After being stranded for three weeks at Manila airport, Iranian beauty queen Bahareh Zare Bahari has finally been granted political asylum by the government of the Philippines, an official said on Nov. 8.
The justice department ordered her to report to the Bureau of Immigration to obtain her visa and registration certificate.
“If the refugee has no passport or valid passport, visa stamping is not required,” the document said. The document also recommends that a travel document be issued and work permit requirements be waived, according to The Guardian.
Bahari left Iran in 2014 to study dentistry in the Philippines and had been residing there since.

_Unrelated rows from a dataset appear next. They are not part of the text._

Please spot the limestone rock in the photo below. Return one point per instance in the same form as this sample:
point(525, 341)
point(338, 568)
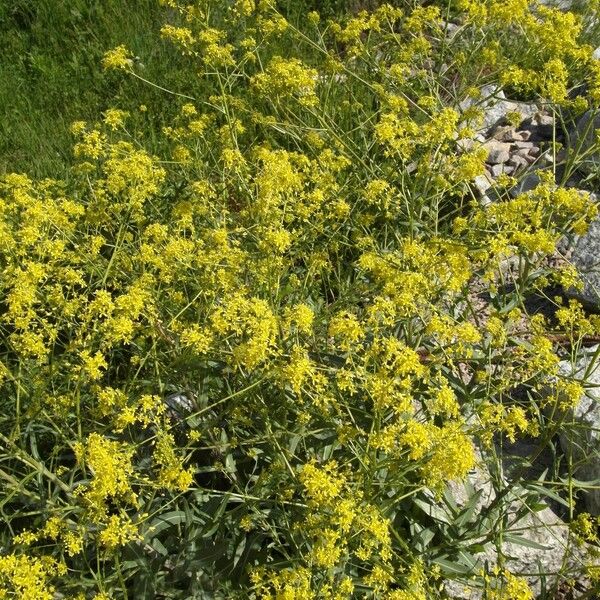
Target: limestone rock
point(580, 438)
point(496, 106)
point(583, 140)
point(585, 257)
point(498, 152)
point(534, 540)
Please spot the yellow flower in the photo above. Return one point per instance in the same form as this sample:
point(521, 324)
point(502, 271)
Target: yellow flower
point(117, 58)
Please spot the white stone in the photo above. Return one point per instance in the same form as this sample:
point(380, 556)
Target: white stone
point(545, 546)
point(583, 140)
point(580, 437)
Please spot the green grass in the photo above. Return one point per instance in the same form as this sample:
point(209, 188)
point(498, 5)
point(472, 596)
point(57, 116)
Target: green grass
point(50, 74)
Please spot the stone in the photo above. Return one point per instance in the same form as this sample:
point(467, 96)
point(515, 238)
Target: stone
point(583, 140)
point(585, 256)
point(505, 133)
point(580, 436)
point(496, 106)
point(528, 183)
point(497, 170)
point(518, 162)
point(546, 547)
point(522, 145)
point(498, 152)
point(540, 127)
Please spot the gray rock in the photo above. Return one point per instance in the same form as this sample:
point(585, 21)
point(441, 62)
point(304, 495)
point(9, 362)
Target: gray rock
point(546, 548)
point(540, 127)
point(497, 170)
point(498, 152)
point(523, 145)
point(580, 436)
point(465, 144)
point(506, 133)
point(518, 162)
point(583, 140)
point(528, 183)
point(496, 106)
point(482, 184)
point(586, 258)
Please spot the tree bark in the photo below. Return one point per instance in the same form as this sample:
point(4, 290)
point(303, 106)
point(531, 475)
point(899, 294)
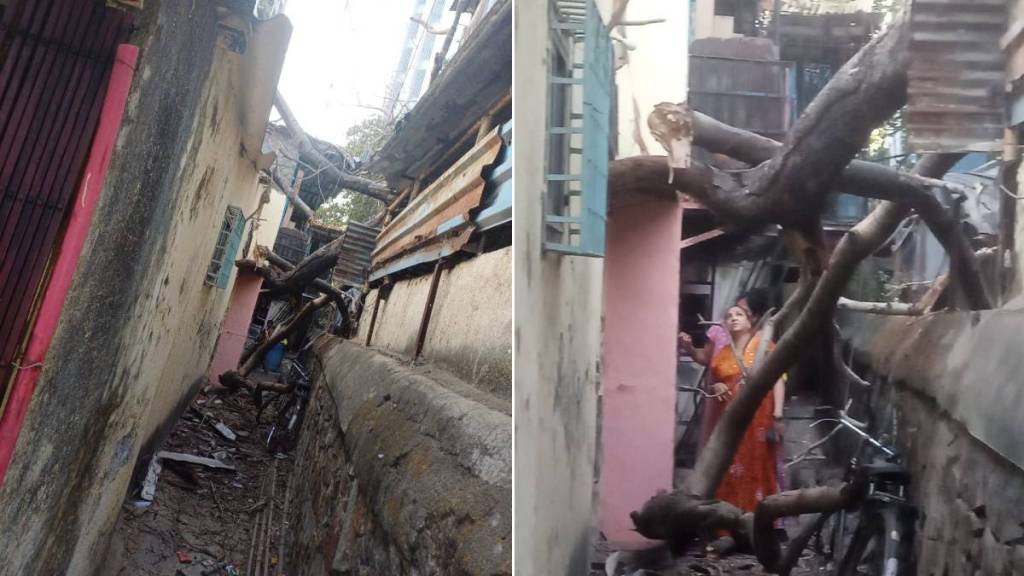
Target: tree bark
point(859, 243)
point(344, 179)
point(885, 309)
point(821, 499)
point(292, 195)
point(864, 179)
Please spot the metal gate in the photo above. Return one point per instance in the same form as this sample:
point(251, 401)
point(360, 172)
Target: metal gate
point(55, 56)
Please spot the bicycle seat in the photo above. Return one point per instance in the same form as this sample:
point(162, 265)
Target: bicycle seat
point(886, 471)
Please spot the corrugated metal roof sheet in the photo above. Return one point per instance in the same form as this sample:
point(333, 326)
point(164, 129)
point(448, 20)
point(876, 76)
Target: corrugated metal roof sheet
point(956, 76)
point(353, 260)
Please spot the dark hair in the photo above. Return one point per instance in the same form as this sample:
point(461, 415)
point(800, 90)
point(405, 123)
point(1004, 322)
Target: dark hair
point(758, 299)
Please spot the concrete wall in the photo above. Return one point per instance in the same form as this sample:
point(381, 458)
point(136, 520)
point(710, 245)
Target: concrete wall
point(557, 346)
point(470, 330)
point(950, 384)
point(641, 282)
point(398, 471)
point(138, 326)
point(654, 72)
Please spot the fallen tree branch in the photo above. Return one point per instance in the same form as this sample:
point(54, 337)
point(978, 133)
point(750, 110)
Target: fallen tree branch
point(305, 146)
point(291, 195)
point(884, 309)
point(864, 179)
point(821, 499)
point(856, 245)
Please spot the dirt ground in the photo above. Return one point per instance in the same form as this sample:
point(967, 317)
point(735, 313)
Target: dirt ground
point(695, 563)
point(204, 521)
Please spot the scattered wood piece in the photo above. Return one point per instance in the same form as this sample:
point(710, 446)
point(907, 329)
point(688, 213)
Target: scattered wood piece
point(193, 459)
point(216, 500)
point(150, 484)
point(224, 430)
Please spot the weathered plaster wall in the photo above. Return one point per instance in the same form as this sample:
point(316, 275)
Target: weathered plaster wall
point(399, 471)
point(470, 330)
point(655, 71)
point(557, 346)
point(951, 384)
point(641, 282)
point(138, 326)
point(245, 293)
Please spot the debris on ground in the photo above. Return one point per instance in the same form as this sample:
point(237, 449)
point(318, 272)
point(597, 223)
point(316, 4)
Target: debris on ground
point(218, 501)
point(696, 562)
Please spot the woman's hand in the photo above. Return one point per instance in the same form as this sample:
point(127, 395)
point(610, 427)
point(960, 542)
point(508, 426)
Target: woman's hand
point(720, 392)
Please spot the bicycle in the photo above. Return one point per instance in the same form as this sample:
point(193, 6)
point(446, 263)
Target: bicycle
point(289, 413)
point(881, 542)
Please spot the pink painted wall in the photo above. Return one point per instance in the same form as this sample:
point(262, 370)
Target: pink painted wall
point(236, 326)
point(641, 303)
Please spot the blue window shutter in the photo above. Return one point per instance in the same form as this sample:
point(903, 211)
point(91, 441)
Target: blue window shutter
point(231, 247)
point(577, 196)
point(597, 114)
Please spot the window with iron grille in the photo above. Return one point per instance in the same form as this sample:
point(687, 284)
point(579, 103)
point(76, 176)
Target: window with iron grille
point(219, 271)
point(580, 105)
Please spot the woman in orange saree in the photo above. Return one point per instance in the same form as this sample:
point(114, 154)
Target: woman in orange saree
point(753, 475)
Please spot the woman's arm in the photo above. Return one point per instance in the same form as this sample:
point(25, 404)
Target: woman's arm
point(779, 395)
point(701, 356)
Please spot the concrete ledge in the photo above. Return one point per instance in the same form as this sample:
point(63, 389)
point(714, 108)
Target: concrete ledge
point(970, 363)
point(433, 466)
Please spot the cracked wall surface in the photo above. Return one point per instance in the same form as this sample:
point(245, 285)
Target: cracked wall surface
point(949, 385)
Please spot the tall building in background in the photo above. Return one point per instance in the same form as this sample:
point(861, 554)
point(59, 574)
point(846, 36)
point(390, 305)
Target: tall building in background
point(408, 83)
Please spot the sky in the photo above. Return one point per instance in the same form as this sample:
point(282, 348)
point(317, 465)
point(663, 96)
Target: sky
point(340, 58)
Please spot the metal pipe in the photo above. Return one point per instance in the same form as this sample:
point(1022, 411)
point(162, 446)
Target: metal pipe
point(428, 307)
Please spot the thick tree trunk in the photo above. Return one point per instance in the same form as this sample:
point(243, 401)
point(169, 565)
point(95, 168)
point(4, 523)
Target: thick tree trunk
point(344, 179)
point(859, 243)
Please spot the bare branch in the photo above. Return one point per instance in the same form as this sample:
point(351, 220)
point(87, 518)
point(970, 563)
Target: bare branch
point(293, 197)
point(305, 146)
point(885, 309)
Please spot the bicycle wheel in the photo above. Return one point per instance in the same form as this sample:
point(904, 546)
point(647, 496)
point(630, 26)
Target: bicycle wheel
point(880, 546)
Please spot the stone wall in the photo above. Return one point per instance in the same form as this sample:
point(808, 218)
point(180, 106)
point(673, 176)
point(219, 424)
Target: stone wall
point(470, 330)
point(949, 385)
point(399, 470)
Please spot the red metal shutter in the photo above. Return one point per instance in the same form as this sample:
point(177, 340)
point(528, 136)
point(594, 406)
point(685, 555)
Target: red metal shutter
point(55, 56)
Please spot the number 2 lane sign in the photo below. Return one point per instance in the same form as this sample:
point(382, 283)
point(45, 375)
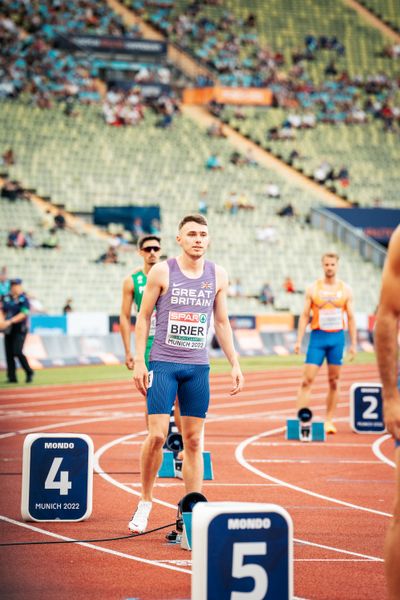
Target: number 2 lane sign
point(57, 477)
point(366, 408)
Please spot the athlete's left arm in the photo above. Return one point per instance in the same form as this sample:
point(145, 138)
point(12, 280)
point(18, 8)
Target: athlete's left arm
point(223, 329)
point(351, 320)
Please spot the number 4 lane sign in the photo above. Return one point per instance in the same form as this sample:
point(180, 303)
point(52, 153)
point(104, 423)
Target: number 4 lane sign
point(57, 477)
point(241, 551)
point(366, 408)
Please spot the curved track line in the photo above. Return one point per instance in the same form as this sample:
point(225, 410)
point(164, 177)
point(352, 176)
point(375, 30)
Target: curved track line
point(109, 479)
point(125, 488)
point(153, 563)
point(64, 424)
point(376, 448)
point(365, 556)
point(242, 461)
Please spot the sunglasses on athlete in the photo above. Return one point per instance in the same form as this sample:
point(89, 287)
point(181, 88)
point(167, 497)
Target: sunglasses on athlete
point(150, 248)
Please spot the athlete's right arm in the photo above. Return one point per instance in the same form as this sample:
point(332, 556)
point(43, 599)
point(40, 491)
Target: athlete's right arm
point(386, 334)
point(303, 320)
point(125, 319)
point(157, 281)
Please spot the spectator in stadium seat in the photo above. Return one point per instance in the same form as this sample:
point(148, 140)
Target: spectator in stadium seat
point(202, 206)
point(213, 163)
point(286, 211)
point(8, 157)
point(67, 306)
point(343, 176)
point(51, 240)
point(273, 190)
point(386, 345)
point(266, 294)
point(47, 221)
point(4, 281)
point(16, 239)
point(59, 220)
point(289, 287)
point(110, 257)
point(137, 228)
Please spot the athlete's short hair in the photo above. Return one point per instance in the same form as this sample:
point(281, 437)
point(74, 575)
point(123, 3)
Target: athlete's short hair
point(196, 218)
point(146, 238)
point(330, 255)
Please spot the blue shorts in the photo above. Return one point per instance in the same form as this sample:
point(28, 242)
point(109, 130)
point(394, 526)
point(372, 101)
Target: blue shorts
point(326, 344)
point(190, 382)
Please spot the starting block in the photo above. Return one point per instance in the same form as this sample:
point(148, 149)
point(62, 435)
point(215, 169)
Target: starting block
point(171, 465)
point(304, 428)
point(183, 533)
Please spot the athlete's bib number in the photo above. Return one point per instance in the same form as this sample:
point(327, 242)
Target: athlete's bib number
point(330, 319)
point(187, 330)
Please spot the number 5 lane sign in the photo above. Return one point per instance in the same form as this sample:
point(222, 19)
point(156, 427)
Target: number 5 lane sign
point(241, 551)
point(57, 477)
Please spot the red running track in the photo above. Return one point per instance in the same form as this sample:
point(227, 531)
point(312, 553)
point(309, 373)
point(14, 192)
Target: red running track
point(339, 493)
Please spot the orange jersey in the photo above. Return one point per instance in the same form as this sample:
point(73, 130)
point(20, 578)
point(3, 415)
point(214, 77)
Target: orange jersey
point(328, 304)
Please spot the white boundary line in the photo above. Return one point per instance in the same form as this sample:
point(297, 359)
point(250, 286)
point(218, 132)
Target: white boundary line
point(376, 449)
point(94, 547)
point(242, 461)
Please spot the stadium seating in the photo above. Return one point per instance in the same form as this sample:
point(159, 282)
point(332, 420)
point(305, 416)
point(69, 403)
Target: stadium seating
point(371, 155)
point(80, 162)
point(386, 10)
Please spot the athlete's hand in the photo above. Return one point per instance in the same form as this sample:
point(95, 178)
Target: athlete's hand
point(352, 352)
point(130, 363)
point(141, 376)
point(237, 380)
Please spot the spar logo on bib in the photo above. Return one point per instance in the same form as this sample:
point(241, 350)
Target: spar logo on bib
point(187, 330)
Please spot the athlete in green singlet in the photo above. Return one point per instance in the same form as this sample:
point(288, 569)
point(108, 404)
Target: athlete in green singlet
point(149, 248)
point(132, 292)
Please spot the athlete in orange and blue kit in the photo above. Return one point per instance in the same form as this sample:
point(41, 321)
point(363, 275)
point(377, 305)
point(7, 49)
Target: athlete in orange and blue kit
point(327, 300)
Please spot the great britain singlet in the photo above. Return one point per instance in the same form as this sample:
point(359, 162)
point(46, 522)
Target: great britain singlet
point(183, 316)
point(328, 305)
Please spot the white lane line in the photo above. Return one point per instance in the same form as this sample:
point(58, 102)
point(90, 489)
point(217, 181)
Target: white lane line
point(340, 551)
point(64, 424)
point(376, 449)
point(239, 454)
point(122, 390)
point(334, 560)
point(109, 479)
point(153, 563)
point(205, 484)
point(320, 446)
point(315, 461)
point(125, 488)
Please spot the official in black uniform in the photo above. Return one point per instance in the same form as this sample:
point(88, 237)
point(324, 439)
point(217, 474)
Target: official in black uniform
point(14, 311)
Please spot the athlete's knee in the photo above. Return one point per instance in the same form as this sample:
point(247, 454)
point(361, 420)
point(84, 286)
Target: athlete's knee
point(156, 440)
point(333, 380)
point(192, 442)
point(306, 382)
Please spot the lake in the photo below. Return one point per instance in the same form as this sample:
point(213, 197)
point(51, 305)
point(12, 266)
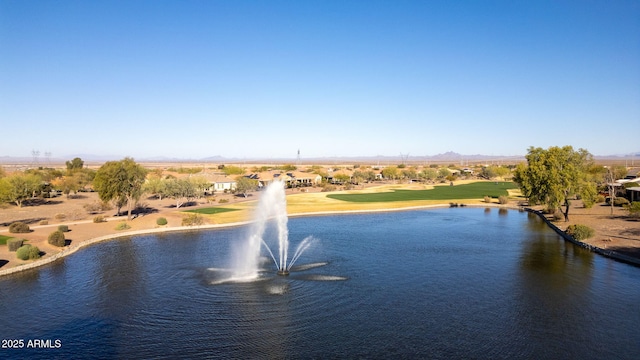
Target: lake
point(439, 284)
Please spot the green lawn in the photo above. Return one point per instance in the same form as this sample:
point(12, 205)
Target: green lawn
point(477, 190)
point(211, 210)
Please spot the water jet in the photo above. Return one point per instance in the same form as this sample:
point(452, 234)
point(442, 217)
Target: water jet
point(269, 227)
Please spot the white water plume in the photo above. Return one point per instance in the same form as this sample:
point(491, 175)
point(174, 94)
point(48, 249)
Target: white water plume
point(270, 219)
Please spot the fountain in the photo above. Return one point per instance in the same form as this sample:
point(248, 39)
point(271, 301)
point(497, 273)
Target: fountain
point(270, 218)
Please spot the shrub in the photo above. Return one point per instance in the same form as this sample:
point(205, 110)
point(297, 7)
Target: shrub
point(99, 219)
point(19, 227)
point(34, 253)
point(557, 215)
point(28, 252)
point(56, 238)
point(14, 244)
point(634, 209)
point(23, 252)
point(192, 219)
point(580, 232)
point(123, 226)
point(619, 201)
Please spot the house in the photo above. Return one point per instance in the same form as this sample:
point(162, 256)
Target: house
point(291, 178)
point(219, 183)
point(633, 193)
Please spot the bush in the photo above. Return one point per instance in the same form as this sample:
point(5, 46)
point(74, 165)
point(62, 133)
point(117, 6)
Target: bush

But when she came back to the Philippines from a trip to Dubai on Oct. 17, she was denied entry into the country due to an Iranian warrant for her arrest.
According to The Guardian, international police agency Interpol had issued a worldwide request to arrest Bahari, known as a “red notice.”
But Bahari believes the Iranian regime requested the red notice to try and silence her political voice.
When she represented Iran at the Miss Intercontinental beauty pageant in Manila last year, she displayed public support for the former crown prince of Iran, Reza Pahlavi.
She used an image of Pahlavi and the flag of the former Iranian monarchy during the competition on stage to “try and be the voice” of her people.
“My wish is that my country will reach to freedom and equality,” Bahari said in her profile at the Miss Intercontinental pageant website.
According to Nicholas Bequelin, Amnesty International’s regional director for East and Southeast Asia, Bahari said she could face “arrest, torture, and other ill-treatment, and unfair trial and imprisonment” if she is sent back to Iran. He described her as “a vocal critic of the Iranian authorities and a public opponent of forced veiling.”